The 2013 Namibia Demographic and Health Survey is the fourth nationally representative, comprehensive DHS survey conducted in Namibia.
The 2013 NDHS is part of the worldwide Demographic and Health Surveys (DHS) programme funded by the United States Agency for International Development (USAID). DHS surveys are designed to collect data on fertility, family planning, and maternal and child health; assist countries in monitoring changes in population, health, and nutrition; and provide an international database that can be used by researchers investigating topics related to population, health, and nutrition.

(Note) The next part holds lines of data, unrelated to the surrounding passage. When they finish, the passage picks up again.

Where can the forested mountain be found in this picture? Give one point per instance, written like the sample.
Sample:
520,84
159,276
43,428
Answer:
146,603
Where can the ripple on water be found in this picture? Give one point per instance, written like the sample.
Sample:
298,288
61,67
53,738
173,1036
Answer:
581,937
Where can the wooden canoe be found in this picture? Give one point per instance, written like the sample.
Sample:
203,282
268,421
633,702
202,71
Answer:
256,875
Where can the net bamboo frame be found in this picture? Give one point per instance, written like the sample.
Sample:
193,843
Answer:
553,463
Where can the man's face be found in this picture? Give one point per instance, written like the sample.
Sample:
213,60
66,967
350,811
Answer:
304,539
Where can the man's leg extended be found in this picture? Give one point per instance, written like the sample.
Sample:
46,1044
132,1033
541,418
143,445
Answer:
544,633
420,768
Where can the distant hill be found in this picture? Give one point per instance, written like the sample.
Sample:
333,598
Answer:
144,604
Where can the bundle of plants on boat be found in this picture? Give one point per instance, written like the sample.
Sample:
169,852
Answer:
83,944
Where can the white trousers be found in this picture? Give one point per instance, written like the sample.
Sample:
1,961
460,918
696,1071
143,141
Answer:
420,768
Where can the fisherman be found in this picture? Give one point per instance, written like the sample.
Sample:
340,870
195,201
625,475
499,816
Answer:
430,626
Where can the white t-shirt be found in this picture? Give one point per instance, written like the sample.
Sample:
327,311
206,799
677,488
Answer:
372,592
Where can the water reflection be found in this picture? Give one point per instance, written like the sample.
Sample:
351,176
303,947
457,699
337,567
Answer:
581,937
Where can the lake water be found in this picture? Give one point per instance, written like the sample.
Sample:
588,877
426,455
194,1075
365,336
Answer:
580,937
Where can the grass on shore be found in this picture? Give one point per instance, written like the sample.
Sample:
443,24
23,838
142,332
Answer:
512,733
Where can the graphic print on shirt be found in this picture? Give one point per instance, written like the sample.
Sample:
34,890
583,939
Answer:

The overall objective of the survey is to provide demographic, socioeconomic, and health data necessary for policymaking, planning, monitoring, and evaluation of national health and population programmes. In addition, the survey measured the prevalence of anaemia, HIV, high blood glucose, and high blood pressure among adult women and men; assessed the prevalence of anaemia among children age 6-59 months; and collected anthropometric measurements to assess the nutritional status of women, men, and children.
A long-term objective of the survey is to strengthen the technical capacity of local organizations to plan, conduct, and process and analyse data from complex national population and health surveys. At the global level, the 2013 NDHS data are comparable with those from a number of DHS surveys conducted in other developing countries. The 2013 NDHS adds to the vast and growing international database on demographic and health-related variables.
Sample survey data [ssd]
The 2013 Namibia Demographic and Health Survey covered the following topics:
HOUSEHOLD
• Background information on each person listed, such as relationship to head of the household, age, sex, martal status, and highest educational attainment
• Characteristics of the household's dwelling unit, such as the source of water, type of toilet facilities, type of fuel used for cooking, materials used for the floor, roof and walls of the house, and ownership of various durable goods (these items are used as proxy indicators of the household's socioeconomic status)
• Health expenditures
• Weight, height and hemoglobin measurement for children age 0-5 years
• Blood pressure and blood glucose for women age 35-64
• Weight, height, hemoglobin measurement and HIV testing for women age 15-49
• Blood pressure and blood glucose for men age 35-64
• Weight, height, hemoglobin measurement and HIV testing for men age 15-64
INDIVIDUAL WOMAN
• Background characteristics (e.g., education, residential history, media exposure)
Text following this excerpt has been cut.